I revisited the currently-disabled checkpointing code yesterday - it predates my experiments with multithreaded runs and thus needs a complete overhaul, but in silver-lining news, I believe I've found a way to do it that will serve both your "poor's man's multithreading" current run mode and a future true-multithreaded implementation. Here 2 code comments describing the schema I have in mind:
Code:
/* The factoring checkpoint file is assumed to have the format:
The file is ascii format, with the following [entries] - user-added comments or annotations are allowed below,
lines 1 and 2, as long as they do not trigger hits for the find-substring-in-file triggered by the mandatory,
program-autogenerated entries:
Line 1: [String containing the current exponent stored in pstring.]

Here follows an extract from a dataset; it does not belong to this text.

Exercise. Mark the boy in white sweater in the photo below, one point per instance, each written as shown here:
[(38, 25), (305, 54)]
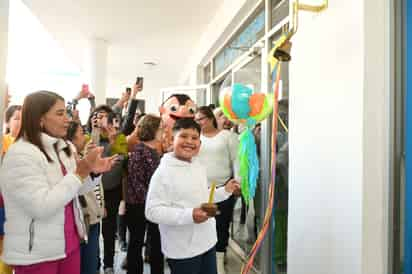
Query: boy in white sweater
[(177, 189)]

Exponent must be odd (but not necessarily prime), and have digit length corresponding
to the number * of 64-bit limbs set via -DP*WORD at build time. (-DNWORD means unlimited)
Line 2: [Value of TF_PASSES in the build (16 or 960)]
Followed by anywhere from 1 to TF_PASSES lines of the following form,
which need not be in numeric order but must have no index repeats:
Pass [index < TF_PASSES]: [Max factor-k value reached for this pass number by the run(s) which updated this savefile]
Here, "factor-k value" refers to the standard form of prime-exponent Mersenne number factors: M(p) has 1 or more
factors of form q = 2.k.p+1. Mfactor does not in fact require prime exponents, but for nonprime ones will only search
for factors of that form. For example, for the composite-exponent case M(25) = 2^25-1
*/
/*
Every 1024th pass through the small-primes sieve, and also following the final pass
through the sieve, write the checkpoint file, with format as described previously.
Since we expect that multiple jobs and/or threads may be working on the same exponent,
we make such checkpoint-updates atomic as follows:
1. job/thread X acquires file lock and opens checkpoint file <filename> for reading, if it exists.
No other job/thread may acquire file lock until X releases it;
2. X also opens a 2nd, temporary, file <filename.tmp> for writing, beginning with line 1: exponent (= pstring)
and line 2, Value of TF_PASSES in the build (16 or 960)
3. If there was an existing savefile found in step [1], X copies its contents
to the .tmp file in [2] line-by-line, only updating the single "Pass *: [max k reached]" entry
corresponding to the current pass whose progress is being saved via checkpointing;
4. X closes both files, renames <filename.tmp> to <filename>, thus overwriting the now-obsolete
version of the latter;
5. X releases the file lock and resumes processing factor candidates.
*/